Clara Driscoll, the nearly invisible design force behind many of Tiffany Studio’s finest stained-glass lamps, overcame staggering obstacles to illuminate the artistic talents of women hidden in the shadows of early 20th-century America.
The irony of Clara Driscoll’s life is not unnoticed
Chances are, you don’t know Driscoll. That’s understandable. Even at the height of her inventive and artistic career she was relatively unknown. We’ll get to that, but first this:
At the turn of the 20th century the world was changing dramatically. Many in urban areas were experiencing the wonders of electricity on a grand scale, literally seeing the (electric) light for the first time. It was a miraculous era, especially if you had money, as Louis Comfort Tiffany did.
Tiffany, the son of Charles Lewis Tiffany, the founder of Tiffany jewelry, was born into great wealth. To his credit, Tiffany was a gifted and talented artist. His name is synonymous with, among other things, exquisite, high-end stained glass, thanks in no small part to the luxury of good timing.
Nearing the end of the 19th century, as electricity illuminated endless possibilities, the humble lamp took on new significance. It was no longer simply utilitarian, a means in which to light a room. Decorative lamps favored by the wealthy, and featuring Tiffany’s brilliant stained glass, became focal points for rooms in homes found in the swankiest of neighborhoods, streets Tiffany moved about comfortably.
In a far different neighborhood lived Clara Driscoll, the nearly invisible force behind many of Tiffany’s finest lamps. Driscoll didn’t enjoy Tiffany’s advantages. Her father died when she was 12, leaving her mother to raise her and her three sisters in a small town 40 miles south of Cleveland.
But she did have something rare for women at the time: a family that encouraged education. Clara had a gift for art and attended design school in Cleveland, working for a local furniture maker before moving to New York. There she enrolled in the new Metropolitan Museum Art School. Shortly afterward, Tiffany Studios scooped her up.
By 1894, Driscoll managed the Women’s Glass Cutting Department at Tiffany Studios, a staff of about 35 women. Tiffany decorative lamps are stunning pieces of art, but lampshade construction is a painstakingly difficult task, with each small section of glass carefully selected from the thousands of sheets available to the men and women in the cutting departments. Some designs featured as many as 2,000 individual pieces of glass.
Driscoll and her so-called “Tiffany Girls” thrived.
Of course, Driscoll was more than the supervisor of a team of talented women. Working in the shadows of the luminescent Tiffany, she was a hidden creative force designing more than 30 Tiffany lamps – many originally attributed to Tiffany’s staff of male designers.

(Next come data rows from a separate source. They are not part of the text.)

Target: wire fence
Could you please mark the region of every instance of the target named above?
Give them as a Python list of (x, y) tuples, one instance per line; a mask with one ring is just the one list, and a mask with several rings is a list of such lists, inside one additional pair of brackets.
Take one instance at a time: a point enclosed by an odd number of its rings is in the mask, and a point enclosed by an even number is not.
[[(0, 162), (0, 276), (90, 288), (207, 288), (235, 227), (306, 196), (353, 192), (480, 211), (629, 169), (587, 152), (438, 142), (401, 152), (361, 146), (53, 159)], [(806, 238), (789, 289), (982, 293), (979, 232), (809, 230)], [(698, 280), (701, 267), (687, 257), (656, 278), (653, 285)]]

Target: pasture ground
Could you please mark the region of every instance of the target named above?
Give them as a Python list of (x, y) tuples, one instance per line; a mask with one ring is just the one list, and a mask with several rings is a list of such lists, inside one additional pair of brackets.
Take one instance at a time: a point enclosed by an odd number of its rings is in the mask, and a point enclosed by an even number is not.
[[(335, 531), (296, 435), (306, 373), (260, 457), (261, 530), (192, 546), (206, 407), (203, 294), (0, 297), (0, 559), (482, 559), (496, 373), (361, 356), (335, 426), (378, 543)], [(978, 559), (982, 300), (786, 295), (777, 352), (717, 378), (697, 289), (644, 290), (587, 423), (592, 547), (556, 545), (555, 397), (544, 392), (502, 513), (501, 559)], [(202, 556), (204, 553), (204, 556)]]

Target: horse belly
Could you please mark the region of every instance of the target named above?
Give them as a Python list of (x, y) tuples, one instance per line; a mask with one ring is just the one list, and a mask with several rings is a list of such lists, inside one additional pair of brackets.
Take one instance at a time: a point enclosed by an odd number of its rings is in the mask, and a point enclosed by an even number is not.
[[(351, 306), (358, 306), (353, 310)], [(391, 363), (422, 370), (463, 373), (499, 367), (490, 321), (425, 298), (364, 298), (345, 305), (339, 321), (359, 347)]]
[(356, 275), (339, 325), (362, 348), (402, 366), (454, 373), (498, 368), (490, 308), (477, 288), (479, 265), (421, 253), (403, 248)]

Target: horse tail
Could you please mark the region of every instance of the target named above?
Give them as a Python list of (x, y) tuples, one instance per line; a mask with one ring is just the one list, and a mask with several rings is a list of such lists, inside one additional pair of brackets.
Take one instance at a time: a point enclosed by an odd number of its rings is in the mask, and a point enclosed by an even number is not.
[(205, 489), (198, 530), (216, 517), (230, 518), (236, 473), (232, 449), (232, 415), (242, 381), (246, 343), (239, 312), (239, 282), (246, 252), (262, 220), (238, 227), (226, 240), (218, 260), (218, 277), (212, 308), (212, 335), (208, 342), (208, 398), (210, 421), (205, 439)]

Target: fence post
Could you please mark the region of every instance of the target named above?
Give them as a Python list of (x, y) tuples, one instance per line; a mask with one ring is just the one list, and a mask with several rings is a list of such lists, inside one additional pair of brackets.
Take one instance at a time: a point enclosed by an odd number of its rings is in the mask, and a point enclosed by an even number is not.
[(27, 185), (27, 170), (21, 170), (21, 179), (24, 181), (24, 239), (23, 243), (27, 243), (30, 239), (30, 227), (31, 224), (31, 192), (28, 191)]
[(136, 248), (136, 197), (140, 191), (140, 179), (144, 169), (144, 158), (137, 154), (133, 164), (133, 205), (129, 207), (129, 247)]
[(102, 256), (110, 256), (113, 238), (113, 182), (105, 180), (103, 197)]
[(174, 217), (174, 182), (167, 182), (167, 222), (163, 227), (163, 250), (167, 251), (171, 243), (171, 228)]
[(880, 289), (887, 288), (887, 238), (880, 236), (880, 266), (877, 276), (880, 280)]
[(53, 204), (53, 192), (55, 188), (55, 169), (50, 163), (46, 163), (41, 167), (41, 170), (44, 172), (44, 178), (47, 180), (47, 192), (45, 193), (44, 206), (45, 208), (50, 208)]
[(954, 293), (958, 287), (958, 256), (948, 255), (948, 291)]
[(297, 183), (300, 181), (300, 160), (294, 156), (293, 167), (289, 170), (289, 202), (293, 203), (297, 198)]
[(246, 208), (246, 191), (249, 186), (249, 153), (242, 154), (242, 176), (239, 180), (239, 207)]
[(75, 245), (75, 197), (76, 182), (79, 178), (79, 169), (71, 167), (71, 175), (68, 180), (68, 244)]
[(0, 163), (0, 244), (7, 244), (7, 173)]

It was Driscoll and her “girls” and not Tiffany and his large staff of male designers who were responsible for some of the studio’s most prized and valuable lamps, among them the Wisteria, Dragonfly, Peony, and from all accounts her first – the Daffodil lamp.
Driscoll had a close relationship with Tiffany, who championed her work within the firm, much to the chagrin of her male peers who threatened to strike in 1903 in an unsuccessful attempt to overturn the influence of her department.
By all rights, none of this would ever have been known. You see, Tiffany never disclosed the names of his designers, preferring to keep the public focus on his own considerable artistic and business talents. Any light that shined would certainly reflect his own brilliance.
Driscoll remarried in 1909. Her first marriage ended abruptly with the death of her husband. After about twenty years, her career with Tiffany Studios ended just as suddenly. In keeping with the conventions of the time, married women could not be employed at the studio.
All of what we know of Driscoll would have been lost in the dark recesses of history if not for the fact that she and her family were prodigious letter writers. Decades after her death in 1944, just shy of her 83rd birthday, scholars unearthed those family letters and – much like her own “Tiffany Girls” – arduously pieced together Driscoll’s story.
Today, books have been published about her life and her work has been showcased in acclaimed exhibitions. Credit long overdue has finally been given.
When pondering the very real challenges faced by women – whether artists or not – take a moment to consider Clara Driscoll. At the turn of the 20th century, electricity changed the great urban landscape. It took but another century for us to finally shine a light on her.